Das Militär spielt heute keine Rolle mehr

Das Militär spielt heute keine Rolle mehr
Der Kavalleriereitverein Obere Emme bei seinem Jubiläumsritt durch Eggiwil. / Bild: zvg
Eggiwil/Röthenbach: Vor 100 Jahren wurde der Kavalleriereitverein Obere Emme ins Leben gerufen. Ausser dem Namen und der Kameradschaft hat sich seither fast alles geändert.

«Inzwischen bin ich der älteste Dragoner im Verein», sagt Hans Aeschbacher aus Süderen. Der 88-Jährige sitzt zu Hause am grossen Küchentisch, mit dabei sind unter anderem der aktuelle Präsident Ruedi Hasler sowie die Sekretärin Cornelia Fankhauser. Fürs Interview hat sich Aeschbacher, der früher ebenfalls ein paar Jahre lang als Präsident amtete, gründlich vorbereitet.

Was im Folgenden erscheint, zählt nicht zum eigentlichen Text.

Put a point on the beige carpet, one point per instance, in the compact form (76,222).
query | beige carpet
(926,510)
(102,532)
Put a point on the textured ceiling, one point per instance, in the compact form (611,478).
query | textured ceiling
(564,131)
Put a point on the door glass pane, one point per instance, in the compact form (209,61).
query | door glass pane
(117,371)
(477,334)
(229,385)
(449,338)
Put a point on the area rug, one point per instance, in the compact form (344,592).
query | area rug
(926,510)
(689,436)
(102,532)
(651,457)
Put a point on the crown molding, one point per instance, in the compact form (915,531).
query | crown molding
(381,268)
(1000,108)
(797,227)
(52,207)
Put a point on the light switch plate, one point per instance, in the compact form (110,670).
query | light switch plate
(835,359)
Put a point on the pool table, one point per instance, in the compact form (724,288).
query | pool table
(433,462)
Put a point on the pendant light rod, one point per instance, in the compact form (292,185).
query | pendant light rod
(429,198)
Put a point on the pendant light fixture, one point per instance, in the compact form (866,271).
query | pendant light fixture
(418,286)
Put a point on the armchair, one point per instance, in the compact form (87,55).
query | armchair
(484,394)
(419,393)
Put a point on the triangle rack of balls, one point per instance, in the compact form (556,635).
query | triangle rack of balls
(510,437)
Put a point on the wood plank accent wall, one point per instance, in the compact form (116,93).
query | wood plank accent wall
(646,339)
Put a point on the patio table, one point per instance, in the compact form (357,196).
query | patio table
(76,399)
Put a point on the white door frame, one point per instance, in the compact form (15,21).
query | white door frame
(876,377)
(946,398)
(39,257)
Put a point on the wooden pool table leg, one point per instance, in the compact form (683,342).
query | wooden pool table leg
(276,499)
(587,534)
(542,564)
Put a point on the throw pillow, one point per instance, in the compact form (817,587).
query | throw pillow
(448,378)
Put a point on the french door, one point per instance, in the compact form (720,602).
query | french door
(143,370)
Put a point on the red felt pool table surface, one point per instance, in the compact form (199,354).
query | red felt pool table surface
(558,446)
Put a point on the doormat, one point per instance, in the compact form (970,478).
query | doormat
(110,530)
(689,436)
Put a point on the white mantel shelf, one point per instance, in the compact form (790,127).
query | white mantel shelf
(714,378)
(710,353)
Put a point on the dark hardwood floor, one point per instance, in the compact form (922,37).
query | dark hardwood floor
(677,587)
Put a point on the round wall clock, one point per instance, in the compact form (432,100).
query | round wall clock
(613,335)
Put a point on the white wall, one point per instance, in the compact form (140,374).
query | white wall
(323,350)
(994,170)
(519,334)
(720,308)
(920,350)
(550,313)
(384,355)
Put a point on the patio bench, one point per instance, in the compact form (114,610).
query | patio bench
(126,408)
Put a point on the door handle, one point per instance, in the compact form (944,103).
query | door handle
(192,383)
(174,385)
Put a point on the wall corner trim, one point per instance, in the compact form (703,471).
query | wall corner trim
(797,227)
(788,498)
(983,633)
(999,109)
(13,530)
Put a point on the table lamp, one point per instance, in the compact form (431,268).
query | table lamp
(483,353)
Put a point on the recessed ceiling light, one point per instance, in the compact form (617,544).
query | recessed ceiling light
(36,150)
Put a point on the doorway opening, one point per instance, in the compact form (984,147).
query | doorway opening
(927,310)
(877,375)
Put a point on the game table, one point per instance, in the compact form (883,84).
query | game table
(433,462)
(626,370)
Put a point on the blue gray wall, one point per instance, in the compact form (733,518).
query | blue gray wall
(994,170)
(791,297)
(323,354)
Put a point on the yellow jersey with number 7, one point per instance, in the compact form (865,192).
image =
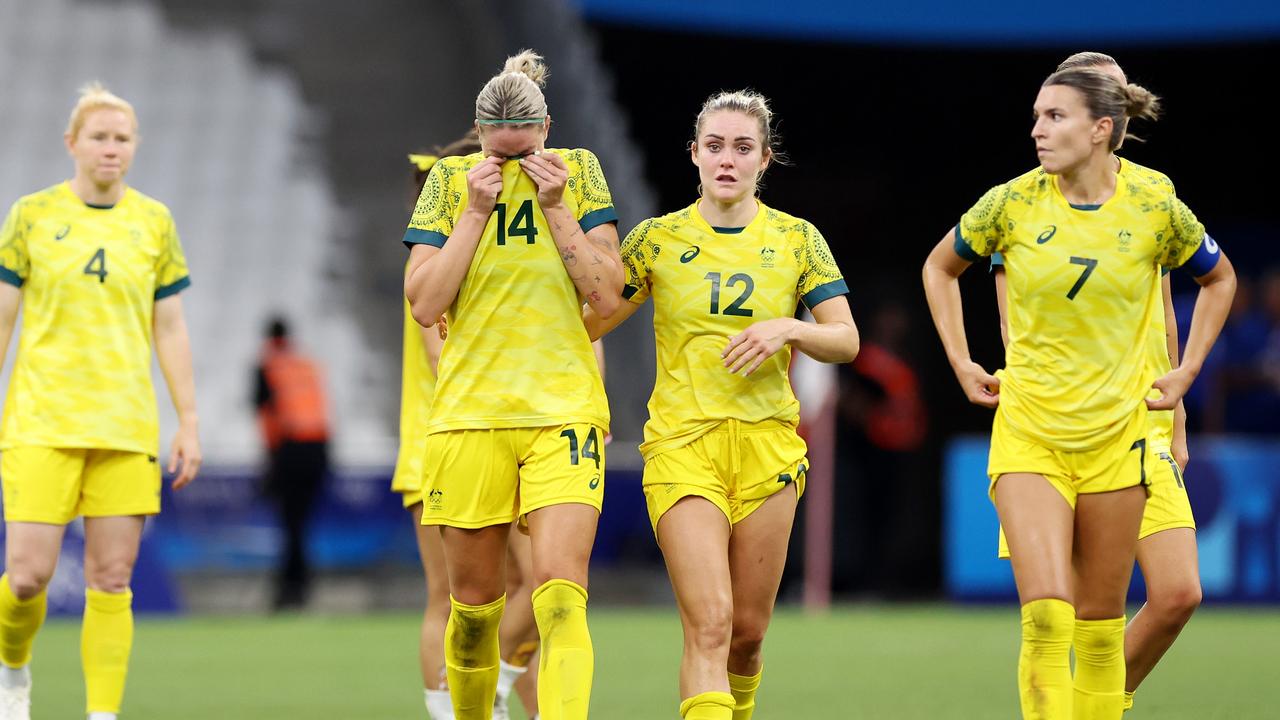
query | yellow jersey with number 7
(1083,286)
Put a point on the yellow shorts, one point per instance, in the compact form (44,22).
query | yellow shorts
(56,484)
(1123,464)
(407,479)
(1168,505)
(480,478)
(736,466)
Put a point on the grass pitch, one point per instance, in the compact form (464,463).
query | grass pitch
(863,661)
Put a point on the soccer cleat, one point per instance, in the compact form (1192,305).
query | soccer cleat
(16,702)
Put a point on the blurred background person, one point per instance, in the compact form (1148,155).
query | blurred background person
(293,417)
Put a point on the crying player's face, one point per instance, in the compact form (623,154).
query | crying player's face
(512,141)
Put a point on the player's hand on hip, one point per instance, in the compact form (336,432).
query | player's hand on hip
(549,173)
(184,456)
(1171,388)
(979,386)
(484,185)
(749,349)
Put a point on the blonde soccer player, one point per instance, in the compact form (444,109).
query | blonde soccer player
(725,466)
(97,268)
(1083,245)
(1166,543)
(510,241)
(421,354)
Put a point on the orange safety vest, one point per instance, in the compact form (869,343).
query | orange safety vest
(297,410)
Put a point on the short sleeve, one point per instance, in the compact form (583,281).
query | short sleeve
(982,229)
(172,274)
(638,254)
(819,277)
(14,261)
(1182,238)
(433,215)
(592,192)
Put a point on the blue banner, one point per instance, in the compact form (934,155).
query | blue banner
(946,22)
(1235,495)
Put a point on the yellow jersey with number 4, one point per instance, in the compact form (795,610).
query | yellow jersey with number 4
(517,355)
(90,278)
(1083,287)
(708,285)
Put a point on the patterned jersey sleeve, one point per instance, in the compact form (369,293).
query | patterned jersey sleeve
(592,192)
(638,255)
(433,215)
(1185,244)
(982,229)
(14,261)
(819,276)
(172,276)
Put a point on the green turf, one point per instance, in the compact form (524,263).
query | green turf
(878,662)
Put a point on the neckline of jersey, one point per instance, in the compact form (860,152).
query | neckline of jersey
(707,226)
(67,186)
(1121,190)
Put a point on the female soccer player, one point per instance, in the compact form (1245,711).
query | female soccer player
(510,241)
(97,267)
(1166,543)
(723,464)
(421,355)
(1082,246)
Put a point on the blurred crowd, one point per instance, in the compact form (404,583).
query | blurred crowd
(1238,390)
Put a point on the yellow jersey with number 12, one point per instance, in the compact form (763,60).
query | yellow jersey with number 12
(90,279)
(1083,290)
(517,354)
(708,285)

Nur Kavalleristen zugelassen

«Vor der Gründung gehörten die Gemeinden Röthenbach, Eggiwil, Schangnau und Signau zum Reitverein Langnau und wurden von dort aus gesteuert», liest Hans Aeschbacher aus seinen Notizen vor. Das weiss er unter anderem aus den Erzählungen seines verstorbenen Vaters, Hans Aeschbacher (Jahrgang 1901). Frisch aus der Rekrutenschule entlassen, beschloss dieser 1922, zusammen mit anderen jungen Dragonern unabhängig zu werden. Es war die Geburtsstunde des Kavalleriereitvereins Obere Emme. «Mein Vater wurde ihr erster Präsident», erzählt sein Sohn. Als Aktive zugelassen waren ausschliesslich Kavalleristen, also Soldaten hoch zu Ross.


An die Austragungsorte geritten

Der neue Verein gehörte dem Zen-tralschweizerischen Kavallerieverein an und wurde regelmässig von einem Militär-Hauptmann überprüft. Vorgeschrieben waren etwa eine gewisse Anzahl gemeinsamer Ritte und Übungen im Gelände. Zu den Höhepunkten eines Dragoners gehörten Wettkämpfe wie Springkonkurrenzen. «Damals kannte man keine Pferdeanhänger», erinnert sich Hans Aeschbacher, der 1955 die Rekrutenschule absolvierte und danach zum Verein stiess. «Wir sind an die Austragungsorte geritten.» Das hiess manchmal, morgens um vier Uhr loszureiten, um rechtzeitig beispielsweise in Interlaken zu sein, wo gleichentags ein Wettkampf stattfand. «So etwas wäre für die heutigen Freizeitpferde nicht mehr zu schaffen», ist sich die Tischrunde einig. Dragonerpferde, auch Eidgenossen genannt, waren jedoch temperamentvolle Halbblüter und im zumeist landwirtschaftlichen Alltag wichtige Helfer. Sie waren deshalb sehr gut trainiert.


Jubiläumsritt durch Eggiwil

Hans Aeschbacher schwärmt insbesondere vom enormen Zusammenhalt untereinander. «Man stand fürein-ander ein, auch in der Freizeit.» Bis heute, 50 Jahre nach der Abschaffung der Kavallerie, sei diese Kameradschaft ungebrochen. 

Das Militär spielt heute für den Verein keine Rolle mehr. Inzwischen sind zwei Drittel der rund 34 Aktivmitglieder Frauen und die meisten reiten auf Freiberger Pferden. Willkommen sind grundsätzlich alle Rassen, auch Ponys. Wilde Ritte querfeldein sind kaum mehr möglich. «Heute hat es überall Zäune», sagt der heutige Präsident Ruedi Hasler. Feldwege seien rar und die Strasse nicht ungefährlich, wie Cornelia Fankhauser ergänzt. «Wenn wir abends beleuchtet ausreiten, sehe ich jeweils aus wie ein Weihnachtsbaum», scherzt sie. Das sei aber notwendig. Wie andere auch, wünscht sich der Kavalleriereitverein mehr Mitglieder. «Wir veranstalten übers Jahr einen Reitkurs, einen Patroullienritt, regelmässige Ausritte und einiges mehr», zählt Ruedi Hasler einige Aktivitäten auf.

Zum 100-Jahr-Jubiläum organisierte der Verein einen Jubiläumsritt am vergangenen 11. September. Mit sieben Pferden und einem zweispännigen Pferdewagen zogen die Vereinsmitglieder durch Eggiwil und genossen im Anschluss einen Apéro im «Bären».